My "property" are my family. I love them more than I love most humans. Like I said, if I'm getting out, they're getting out too. And if someone tried to remove me with out them, I will kick scream and punch 'til they let me go.

But let's be real here, the piggies are big cowards, they would probably be half a mile ahead of me!


----------



## ffemt8978 (Nov 23, 2008)

Sasha said:


> My "property" are my family. I love them more than I love most humans. Like I said, if I'm getting out, they're getting out too. And if someone tried to remove me with out them, I will kick scream and punch 'til they let me go.
> 
> But let's be real here, the piggies are big cowards, they would probably be half a mile ahead of me!



And you would probably be joining the guy in the cell right next to him.

That's what we don't know about this situation.  We don't know what actions the arrested guy did that caused him to get arrested.  If he struck any FF/Police/EMS worker then he absolutely deserves to be in jail and the charges shouldn't be dropped.  If he interfered with firefighting operations, then he not only put his own life at risk, he risked those of the FF's and cops in addition to risking his neighbors lives and property.


----------



## Sasha (Nov 23, 2008)

ffemt8978 said:


> And you would probably be joining the guy in the cell right next to him.



That's ok, I could do jail, as long as my piggies were alive for when I got out. 

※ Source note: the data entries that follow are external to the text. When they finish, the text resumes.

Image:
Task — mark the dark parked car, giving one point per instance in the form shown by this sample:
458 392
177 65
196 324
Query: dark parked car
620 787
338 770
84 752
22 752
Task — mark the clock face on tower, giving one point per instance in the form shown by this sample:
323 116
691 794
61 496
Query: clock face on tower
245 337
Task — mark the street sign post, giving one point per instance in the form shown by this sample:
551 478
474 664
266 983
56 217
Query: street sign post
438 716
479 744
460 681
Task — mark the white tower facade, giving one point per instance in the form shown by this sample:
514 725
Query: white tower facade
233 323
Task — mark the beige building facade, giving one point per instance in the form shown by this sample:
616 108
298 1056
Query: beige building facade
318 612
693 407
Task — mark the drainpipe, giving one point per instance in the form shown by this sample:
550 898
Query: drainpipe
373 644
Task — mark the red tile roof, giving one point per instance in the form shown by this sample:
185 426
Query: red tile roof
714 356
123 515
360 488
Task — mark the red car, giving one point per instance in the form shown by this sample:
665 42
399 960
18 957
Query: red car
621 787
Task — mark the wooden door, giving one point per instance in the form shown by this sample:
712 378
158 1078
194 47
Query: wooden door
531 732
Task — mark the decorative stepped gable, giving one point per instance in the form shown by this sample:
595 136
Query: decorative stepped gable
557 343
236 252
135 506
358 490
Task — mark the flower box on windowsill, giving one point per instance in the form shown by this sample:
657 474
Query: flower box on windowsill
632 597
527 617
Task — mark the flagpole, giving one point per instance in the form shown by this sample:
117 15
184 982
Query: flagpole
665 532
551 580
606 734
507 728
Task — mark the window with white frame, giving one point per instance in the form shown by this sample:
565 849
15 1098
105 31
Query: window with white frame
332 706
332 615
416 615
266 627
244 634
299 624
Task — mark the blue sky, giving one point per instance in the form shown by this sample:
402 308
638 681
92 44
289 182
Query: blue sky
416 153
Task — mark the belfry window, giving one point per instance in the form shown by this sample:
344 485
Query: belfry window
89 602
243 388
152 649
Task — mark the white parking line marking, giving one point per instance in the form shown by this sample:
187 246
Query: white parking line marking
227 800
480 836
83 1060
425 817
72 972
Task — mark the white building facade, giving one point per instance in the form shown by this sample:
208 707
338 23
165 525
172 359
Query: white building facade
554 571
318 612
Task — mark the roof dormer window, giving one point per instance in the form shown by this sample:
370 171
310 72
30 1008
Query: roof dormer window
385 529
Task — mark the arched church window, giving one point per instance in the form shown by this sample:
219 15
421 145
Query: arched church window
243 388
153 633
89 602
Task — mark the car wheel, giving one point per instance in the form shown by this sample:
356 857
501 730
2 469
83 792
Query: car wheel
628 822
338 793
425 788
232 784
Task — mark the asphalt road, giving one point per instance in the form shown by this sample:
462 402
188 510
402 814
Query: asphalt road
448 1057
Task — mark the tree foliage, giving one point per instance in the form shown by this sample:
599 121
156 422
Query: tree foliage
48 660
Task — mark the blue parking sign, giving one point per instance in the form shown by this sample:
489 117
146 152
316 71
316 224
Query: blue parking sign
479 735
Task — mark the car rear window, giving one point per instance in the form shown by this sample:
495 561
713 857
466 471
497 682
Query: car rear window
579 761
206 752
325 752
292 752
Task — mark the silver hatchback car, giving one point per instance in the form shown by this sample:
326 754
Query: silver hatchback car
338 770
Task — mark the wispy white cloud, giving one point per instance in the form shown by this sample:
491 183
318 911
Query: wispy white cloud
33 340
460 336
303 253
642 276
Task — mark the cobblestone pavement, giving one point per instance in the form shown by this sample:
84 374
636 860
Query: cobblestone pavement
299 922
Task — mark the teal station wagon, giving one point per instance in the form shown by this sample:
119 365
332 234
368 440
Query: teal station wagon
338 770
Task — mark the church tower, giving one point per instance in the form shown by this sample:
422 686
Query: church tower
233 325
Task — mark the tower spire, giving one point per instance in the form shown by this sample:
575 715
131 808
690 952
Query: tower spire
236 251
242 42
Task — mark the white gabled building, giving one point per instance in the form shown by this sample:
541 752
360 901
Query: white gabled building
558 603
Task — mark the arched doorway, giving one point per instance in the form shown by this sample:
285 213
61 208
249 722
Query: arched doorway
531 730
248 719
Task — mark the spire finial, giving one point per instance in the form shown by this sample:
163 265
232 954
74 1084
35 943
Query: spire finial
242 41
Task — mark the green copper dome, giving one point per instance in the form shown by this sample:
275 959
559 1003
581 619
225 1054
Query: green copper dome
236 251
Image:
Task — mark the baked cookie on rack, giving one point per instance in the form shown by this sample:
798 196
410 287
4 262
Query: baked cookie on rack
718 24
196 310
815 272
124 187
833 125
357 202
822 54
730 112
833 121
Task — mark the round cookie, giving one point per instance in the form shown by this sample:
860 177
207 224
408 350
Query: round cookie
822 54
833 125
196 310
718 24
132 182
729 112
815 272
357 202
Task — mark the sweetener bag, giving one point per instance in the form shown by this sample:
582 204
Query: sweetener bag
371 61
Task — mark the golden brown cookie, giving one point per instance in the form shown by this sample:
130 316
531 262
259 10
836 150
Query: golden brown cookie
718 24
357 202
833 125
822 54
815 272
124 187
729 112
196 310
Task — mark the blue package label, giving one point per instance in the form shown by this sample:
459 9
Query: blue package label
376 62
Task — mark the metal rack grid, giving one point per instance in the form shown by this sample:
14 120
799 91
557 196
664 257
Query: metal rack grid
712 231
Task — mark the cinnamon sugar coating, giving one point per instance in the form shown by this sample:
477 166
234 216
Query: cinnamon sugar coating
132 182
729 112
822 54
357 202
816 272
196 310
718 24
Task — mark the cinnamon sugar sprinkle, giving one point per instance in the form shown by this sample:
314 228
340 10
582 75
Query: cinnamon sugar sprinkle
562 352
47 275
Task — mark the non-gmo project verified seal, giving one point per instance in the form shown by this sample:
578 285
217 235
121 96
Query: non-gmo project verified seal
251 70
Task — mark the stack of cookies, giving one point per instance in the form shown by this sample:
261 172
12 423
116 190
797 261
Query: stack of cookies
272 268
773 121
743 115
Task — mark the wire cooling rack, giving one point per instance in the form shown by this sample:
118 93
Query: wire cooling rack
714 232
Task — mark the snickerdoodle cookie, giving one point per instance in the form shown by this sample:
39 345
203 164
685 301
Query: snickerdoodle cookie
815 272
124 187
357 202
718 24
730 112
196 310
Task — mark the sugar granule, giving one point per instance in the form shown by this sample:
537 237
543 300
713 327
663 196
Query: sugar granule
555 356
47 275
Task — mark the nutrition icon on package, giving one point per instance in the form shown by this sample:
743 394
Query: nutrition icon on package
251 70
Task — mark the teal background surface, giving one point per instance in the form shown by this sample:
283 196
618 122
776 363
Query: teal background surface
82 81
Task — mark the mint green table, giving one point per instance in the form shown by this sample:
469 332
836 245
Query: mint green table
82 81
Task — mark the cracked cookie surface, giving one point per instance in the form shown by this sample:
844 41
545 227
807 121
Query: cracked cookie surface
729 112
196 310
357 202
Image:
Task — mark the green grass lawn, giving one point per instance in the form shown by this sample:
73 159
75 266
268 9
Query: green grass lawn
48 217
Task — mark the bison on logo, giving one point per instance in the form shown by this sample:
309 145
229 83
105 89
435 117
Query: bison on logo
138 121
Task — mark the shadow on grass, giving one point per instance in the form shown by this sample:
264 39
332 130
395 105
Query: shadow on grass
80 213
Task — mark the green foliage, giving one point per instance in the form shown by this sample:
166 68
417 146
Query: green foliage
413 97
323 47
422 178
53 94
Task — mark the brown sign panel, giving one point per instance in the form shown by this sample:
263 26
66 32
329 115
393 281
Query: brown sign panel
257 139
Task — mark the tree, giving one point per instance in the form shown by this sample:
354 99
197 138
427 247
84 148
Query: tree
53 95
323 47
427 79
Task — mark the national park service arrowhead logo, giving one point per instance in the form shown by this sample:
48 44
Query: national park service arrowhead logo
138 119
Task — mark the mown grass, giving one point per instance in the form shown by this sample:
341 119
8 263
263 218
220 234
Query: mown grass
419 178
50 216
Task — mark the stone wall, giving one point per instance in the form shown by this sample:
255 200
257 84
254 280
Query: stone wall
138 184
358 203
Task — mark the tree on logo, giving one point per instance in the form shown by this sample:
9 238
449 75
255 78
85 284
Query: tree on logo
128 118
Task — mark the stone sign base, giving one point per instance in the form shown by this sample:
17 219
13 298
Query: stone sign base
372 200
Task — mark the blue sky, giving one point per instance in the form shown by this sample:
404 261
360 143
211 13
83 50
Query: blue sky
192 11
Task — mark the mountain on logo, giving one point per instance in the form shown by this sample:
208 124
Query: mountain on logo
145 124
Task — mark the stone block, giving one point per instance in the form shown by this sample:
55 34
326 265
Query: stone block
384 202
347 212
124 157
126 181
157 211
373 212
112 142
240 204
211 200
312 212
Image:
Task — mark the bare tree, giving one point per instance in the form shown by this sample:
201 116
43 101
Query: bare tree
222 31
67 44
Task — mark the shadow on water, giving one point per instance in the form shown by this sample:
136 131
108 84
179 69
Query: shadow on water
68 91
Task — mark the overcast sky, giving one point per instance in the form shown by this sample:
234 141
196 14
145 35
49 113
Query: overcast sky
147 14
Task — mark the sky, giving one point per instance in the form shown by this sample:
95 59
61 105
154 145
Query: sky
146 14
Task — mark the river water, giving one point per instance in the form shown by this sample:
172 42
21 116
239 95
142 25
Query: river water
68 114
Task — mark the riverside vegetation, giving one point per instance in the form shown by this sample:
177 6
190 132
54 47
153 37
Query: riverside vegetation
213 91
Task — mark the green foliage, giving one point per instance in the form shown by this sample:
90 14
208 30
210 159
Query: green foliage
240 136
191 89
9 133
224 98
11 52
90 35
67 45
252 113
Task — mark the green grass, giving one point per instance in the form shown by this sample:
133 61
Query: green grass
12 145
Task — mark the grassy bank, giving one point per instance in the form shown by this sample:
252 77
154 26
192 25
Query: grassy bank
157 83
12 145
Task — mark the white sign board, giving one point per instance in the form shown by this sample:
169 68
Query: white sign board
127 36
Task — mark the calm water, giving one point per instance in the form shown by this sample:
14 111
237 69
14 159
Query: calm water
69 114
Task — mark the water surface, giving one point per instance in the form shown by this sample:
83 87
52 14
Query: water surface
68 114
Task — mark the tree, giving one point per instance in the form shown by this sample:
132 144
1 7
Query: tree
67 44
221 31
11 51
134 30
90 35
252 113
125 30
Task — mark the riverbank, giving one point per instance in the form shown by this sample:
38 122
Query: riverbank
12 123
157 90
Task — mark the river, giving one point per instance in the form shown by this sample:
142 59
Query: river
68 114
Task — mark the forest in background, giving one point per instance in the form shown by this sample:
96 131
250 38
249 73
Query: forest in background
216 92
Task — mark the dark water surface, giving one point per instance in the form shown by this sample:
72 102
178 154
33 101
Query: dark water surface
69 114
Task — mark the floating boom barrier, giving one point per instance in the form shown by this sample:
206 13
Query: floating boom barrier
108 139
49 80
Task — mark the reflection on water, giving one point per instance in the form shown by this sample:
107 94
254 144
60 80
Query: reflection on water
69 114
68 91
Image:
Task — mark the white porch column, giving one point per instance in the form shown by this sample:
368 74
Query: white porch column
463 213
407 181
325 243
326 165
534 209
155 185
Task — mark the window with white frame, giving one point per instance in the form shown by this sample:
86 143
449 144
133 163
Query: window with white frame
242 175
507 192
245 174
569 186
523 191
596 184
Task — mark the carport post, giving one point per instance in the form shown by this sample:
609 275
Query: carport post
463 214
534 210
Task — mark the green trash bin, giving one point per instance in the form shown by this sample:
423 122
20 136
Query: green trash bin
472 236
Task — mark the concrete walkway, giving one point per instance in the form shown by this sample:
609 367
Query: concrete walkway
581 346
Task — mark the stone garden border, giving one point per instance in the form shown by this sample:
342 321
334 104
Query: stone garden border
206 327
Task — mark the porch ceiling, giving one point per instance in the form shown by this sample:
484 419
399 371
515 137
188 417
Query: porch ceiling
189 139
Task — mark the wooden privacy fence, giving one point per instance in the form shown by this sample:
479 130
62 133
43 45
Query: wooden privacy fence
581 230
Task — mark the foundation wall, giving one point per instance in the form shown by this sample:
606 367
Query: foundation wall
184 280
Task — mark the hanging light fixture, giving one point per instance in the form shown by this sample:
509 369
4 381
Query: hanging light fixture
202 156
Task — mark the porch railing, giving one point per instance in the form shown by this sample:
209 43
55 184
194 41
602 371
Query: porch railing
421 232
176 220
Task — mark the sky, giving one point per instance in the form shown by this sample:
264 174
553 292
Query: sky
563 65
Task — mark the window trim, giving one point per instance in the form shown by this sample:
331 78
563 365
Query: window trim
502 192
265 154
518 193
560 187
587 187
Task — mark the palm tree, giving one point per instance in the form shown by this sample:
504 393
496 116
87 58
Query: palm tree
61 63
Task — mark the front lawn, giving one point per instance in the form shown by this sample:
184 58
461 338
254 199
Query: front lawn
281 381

I'm tough. I can handle jail.


----------



## ffemt8978 (Nov 23, 2008)

Sasha said:


> That's ok, I could do jail, as long as my piggies were alive for when I got out.
> 
> I'm tough. I can handle jail.



I've got one word for you .........



*PACO!*



Sorry, I couldn't resist.


----------



## Sasha (Nov 23, 2008)

ffemt8978 said:


> i've got one word for you .........
> 
> 
> 
> ...



is doing well, thank you!!


----------



## Ridryder911 (Nov 23, 2008)

Hey I always make a little bar-b-que. You have to remember, I am country boy. In the morning it might be a pet but by the afternoon dinner. Many times I remember petting an animal in the morning and putting gravy over it at night. 

R/r 911


----------



## Scout (Nov 24, 2008)

RID WHATT



dont you let it hang for a while


----------



## SmokeyBear (Nov 24, 2008)

ffemt8978 said:


> And you would probably be joining the guy in the cell right next to him.
> 
> That's what we don't know about this situation.  We don't know what actions the arrested guy did that caused him to get arrested.  If he struck any FF/Police/EMS worker then he absolutely deserves to be in jail and the charges shouldn't be dropped.  If he interfered with firefighting operations, then he not only put his own life at risk, he risked those of the FF's and cops in addition to risking his neighbors lives and property.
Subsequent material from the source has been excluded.